Chapter 4: Debts and Favors
Jenna may have been the housekeeper’s daughter, but she’d grown up with me—eating at my table, living in my world of privilege. All because her father had once risked everything for my family.
He’d saved my life, but paid for it with his own. Now, he was bedridden, paralyzed, his breathing shallow, eyes full of pain. I remembered sitting at his bedside, the scent of antiseptic sharp in the air.
“How do you want me to repay you?” I’d asked softly.
Jenna’s father had looked at me, voice thin but steady: “I don’t want anything, Miss Natalie. Just make sure my wife and daughter are taken care of.”

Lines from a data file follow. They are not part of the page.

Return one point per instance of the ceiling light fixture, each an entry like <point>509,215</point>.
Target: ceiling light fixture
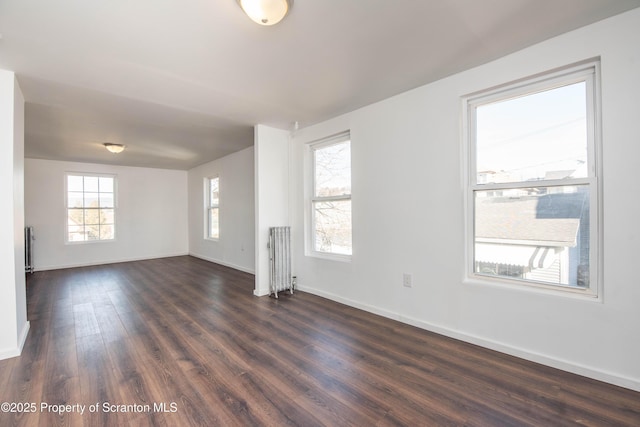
<point>266,12</point>
<point>114,148</point>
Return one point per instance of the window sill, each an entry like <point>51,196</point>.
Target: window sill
<point>329,256</point>
<point>533,287</point>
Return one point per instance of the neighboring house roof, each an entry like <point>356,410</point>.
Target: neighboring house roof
<point>547,220</point>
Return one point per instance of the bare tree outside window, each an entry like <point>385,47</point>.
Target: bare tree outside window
<point>213,208</point>
<point>90,208</point>
<point>331,208</point>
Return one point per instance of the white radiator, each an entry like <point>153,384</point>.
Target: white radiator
<point>28,249</point>
<point>280,260</point>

Only later did I realize—he’d risked it all because he had nothing left to lose. The cancer had already spread. He put everything on the line to give his family a shot at something better.
He’d succeeded, and because of that, even knowing Jenna was plotting behind my back, I couldn’t just cut her loose. The town would crucify me if I did. Jenna knew that, too.

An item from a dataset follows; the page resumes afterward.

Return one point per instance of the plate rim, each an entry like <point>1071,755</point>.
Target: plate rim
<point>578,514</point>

The next day, she showed up at my door, eyes red, trying her best to look contrite. “Miss, I’m sorry. I shouldn’t have spoken to you that way yesterday.”
In the past, I’d have let her off with a wave, but this time, I kept my voice cool: “And?”

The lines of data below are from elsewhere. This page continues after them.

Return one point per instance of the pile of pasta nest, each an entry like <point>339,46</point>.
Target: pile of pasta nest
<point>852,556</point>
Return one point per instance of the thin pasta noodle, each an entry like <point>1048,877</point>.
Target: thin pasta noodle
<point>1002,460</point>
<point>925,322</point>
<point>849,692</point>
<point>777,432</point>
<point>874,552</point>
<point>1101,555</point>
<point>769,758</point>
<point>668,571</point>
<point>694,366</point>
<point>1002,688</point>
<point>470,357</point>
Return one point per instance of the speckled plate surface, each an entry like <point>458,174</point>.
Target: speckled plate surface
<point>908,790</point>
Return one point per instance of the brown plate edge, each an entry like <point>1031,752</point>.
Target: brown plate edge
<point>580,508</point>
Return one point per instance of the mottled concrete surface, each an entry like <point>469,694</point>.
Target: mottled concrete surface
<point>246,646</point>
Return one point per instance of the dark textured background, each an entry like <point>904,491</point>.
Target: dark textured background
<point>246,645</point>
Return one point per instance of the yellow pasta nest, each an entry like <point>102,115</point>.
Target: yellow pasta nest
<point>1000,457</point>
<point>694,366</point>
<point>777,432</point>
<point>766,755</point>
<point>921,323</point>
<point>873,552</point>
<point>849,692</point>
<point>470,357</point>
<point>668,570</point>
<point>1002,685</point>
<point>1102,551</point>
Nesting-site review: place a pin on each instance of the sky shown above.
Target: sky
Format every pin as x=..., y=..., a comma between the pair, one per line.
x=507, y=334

She hesitated, hands twisting in her skirt. “…And I shouldn’t have assumed I knew what you were thinking.”
I shook my head. “Wrong.”
Jenna’s face went stiff.
I leaned forward, tapping her cheek lightly. “Jenna, your father saved my life, and I’ll always be grateful. But you’re still my housekeeper’s daughter. You don’t get a say in who I love. You work for my family. Don’t forget that.”
Her cheeks flushed, lips parting as if to argue, but she stayed silent. The social line was drawn in the sand, and she knew better than to cross it.